Donald Wilson, the city’s new culture leader, has demanded a rethink for 2018 after a scathing attack from Fringe promoters who lost the right to stage shows in St Andrew Square Garden. He is to seek talks with the Fringe Society to help ensure shows are able to return there next year.
The city council leases the square, which had £2.6 million of public money spent on it before it opened to the public in 2008, from various owners.
Standard Life, one of the major sponsors of the Edinburgh International Festival, has been blamed for the ban on Fringe shows, which was confirmed while the EIF was in talks to stage its own opening event in the square.
Thousands of people flocked into the square and its garden at the weekend for the free sound and light show, which was sponsored by Standard Life.
Fringe promoters say they have never been given a proper explanation for the loss of the venue for shows after it was used for the last three seasons.
The clampdown on the use of the garden also affected the Edinburgh Jazz and Blues Festival, which was forced to relocate shows to West Princes Street Gardens last month.
Fringe chief executive Shona McCarthy has already pledged to argue the case for a rethink over the use of the square, which is expected to remain empty until the end of August.
The garden is managed by business group Essential Edinburgh on behalf of the owners.
Councillor Wilson, who was lord provost when the St Andrew Square decision was made, said: “I’m a great fan of The Stand, so I’m saddened at what has happened.

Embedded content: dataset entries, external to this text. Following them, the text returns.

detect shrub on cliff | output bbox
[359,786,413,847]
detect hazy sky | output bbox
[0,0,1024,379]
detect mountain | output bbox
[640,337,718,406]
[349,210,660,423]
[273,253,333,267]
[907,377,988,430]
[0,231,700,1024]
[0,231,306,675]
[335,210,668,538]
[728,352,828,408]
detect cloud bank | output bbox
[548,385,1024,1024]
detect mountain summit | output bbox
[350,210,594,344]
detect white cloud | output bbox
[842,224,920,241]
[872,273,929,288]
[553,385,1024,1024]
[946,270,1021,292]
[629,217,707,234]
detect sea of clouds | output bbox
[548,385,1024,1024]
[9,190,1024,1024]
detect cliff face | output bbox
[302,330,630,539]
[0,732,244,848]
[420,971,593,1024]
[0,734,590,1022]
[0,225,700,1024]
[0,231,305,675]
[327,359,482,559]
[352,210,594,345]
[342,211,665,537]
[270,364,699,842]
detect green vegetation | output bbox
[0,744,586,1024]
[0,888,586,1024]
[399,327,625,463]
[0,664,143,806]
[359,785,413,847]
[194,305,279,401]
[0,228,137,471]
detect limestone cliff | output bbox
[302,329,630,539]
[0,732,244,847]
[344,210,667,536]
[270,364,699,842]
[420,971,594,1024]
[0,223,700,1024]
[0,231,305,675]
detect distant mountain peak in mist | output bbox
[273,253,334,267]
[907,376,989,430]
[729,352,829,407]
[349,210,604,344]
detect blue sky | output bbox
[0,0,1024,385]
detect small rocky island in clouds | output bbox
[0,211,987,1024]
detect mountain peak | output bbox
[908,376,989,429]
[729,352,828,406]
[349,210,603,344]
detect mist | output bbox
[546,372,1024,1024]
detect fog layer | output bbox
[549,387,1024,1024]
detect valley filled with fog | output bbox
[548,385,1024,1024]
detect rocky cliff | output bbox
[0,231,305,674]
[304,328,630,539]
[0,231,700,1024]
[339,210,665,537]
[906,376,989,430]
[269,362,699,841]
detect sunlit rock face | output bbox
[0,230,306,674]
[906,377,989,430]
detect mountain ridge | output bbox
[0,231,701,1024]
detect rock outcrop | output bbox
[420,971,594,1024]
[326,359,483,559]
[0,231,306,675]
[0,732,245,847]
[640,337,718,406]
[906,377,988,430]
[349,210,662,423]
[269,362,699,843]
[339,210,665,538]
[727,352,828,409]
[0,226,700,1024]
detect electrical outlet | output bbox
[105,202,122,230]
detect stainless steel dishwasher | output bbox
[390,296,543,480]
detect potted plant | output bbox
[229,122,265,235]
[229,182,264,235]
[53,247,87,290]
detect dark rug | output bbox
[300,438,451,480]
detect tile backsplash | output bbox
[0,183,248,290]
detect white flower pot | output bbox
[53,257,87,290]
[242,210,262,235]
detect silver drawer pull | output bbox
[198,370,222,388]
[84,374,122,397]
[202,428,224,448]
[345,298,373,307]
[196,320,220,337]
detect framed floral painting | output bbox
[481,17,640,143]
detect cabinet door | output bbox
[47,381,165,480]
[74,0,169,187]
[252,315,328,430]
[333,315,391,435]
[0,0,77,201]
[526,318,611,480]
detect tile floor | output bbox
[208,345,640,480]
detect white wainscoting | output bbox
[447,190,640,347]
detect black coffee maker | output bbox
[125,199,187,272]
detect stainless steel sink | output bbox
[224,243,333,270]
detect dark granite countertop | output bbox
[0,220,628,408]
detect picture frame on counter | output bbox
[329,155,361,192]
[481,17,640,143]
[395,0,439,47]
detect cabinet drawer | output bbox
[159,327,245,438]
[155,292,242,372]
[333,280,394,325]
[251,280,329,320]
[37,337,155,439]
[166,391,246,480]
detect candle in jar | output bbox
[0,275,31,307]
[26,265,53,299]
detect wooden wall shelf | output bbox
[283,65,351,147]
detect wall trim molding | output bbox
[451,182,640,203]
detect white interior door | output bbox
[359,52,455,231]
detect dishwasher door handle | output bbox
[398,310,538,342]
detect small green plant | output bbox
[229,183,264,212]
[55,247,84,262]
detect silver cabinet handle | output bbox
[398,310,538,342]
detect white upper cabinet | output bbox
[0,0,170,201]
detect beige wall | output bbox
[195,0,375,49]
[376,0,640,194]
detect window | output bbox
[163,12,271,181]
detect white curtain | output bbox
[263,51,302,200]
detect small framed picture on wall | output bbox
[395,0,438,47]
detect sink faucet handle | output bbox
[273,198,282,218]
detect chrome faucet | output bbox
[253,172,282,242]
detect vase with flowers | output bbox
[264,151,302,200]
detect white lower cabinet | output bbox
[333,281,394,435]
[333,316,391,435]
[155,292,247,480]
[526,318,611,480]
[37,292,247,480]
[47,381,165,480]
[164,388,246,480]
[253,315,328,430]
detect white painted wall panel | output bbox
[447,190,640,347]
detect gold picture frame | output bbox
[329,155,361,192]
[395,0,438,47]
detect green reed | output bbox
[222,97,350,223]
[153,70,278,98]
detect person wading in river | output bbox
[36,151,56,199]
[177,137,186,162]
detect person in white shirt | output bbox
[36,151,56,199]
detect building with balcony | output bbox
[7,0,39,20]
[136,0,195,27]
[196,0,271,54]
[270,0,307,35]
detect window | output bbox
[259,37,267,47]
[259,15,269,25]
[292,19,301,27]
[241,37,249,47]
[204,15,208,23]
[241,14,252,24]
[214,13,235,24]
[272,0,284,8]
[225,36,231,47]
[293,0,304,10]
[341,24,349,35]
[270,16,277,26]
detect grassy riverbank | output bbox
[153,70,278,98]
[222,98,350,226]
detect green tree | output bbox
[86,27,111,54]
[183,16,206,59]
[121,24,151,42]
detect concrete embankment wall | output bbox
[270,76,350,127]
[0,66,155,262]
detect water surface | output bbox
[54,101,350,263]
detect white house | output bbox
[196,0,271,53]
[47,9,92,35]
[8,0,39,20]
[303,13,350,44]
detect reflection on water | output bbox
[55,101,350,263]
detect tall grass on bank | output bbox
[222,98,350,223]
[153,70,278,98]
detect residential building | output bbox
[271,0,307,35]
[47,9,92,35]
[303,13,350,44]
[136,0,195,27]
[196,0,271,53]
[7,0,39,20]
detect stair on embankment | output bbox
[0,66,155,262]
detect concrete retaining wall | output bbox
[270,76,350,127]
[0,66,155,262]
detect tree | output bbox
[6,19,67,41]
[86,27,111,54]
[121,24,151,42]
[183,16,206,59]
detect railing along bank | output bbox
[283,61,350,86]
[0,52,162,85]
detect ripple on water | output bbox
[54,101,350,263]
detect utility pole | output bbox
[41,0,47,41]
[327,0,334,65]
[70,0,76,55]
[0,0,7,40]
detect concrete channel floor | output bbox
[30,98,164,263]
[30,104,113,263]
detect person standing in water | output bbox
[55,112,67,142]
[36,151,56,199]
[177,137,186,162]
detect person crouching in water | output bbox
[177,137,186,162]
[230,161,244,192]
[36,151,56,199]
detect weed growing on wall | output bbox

It is important to use areas like Charlotte Square and St Andrew Square for the festivals. They are a fantastic resource for the city.
“It’s a shame an accommodation couldn’t be reached. It sounds like there has been a communication issue. If we think about these things in advance and ensure the right people get together surely we can avoid these things happening again.
“I want to speak to the Fringe about what has happened to try to make sure it does not happen again in future.”
A spokeswoman for Standard Life said: “Anyone wishing to plan an event can go to Essential Edinburgh, and it is assessed on a case by case basis.
“What the owners want to do is to have discussions with all the festival operators and see if we can put together a planned programme for the entire year which does not impact on the intended use of the gardens.”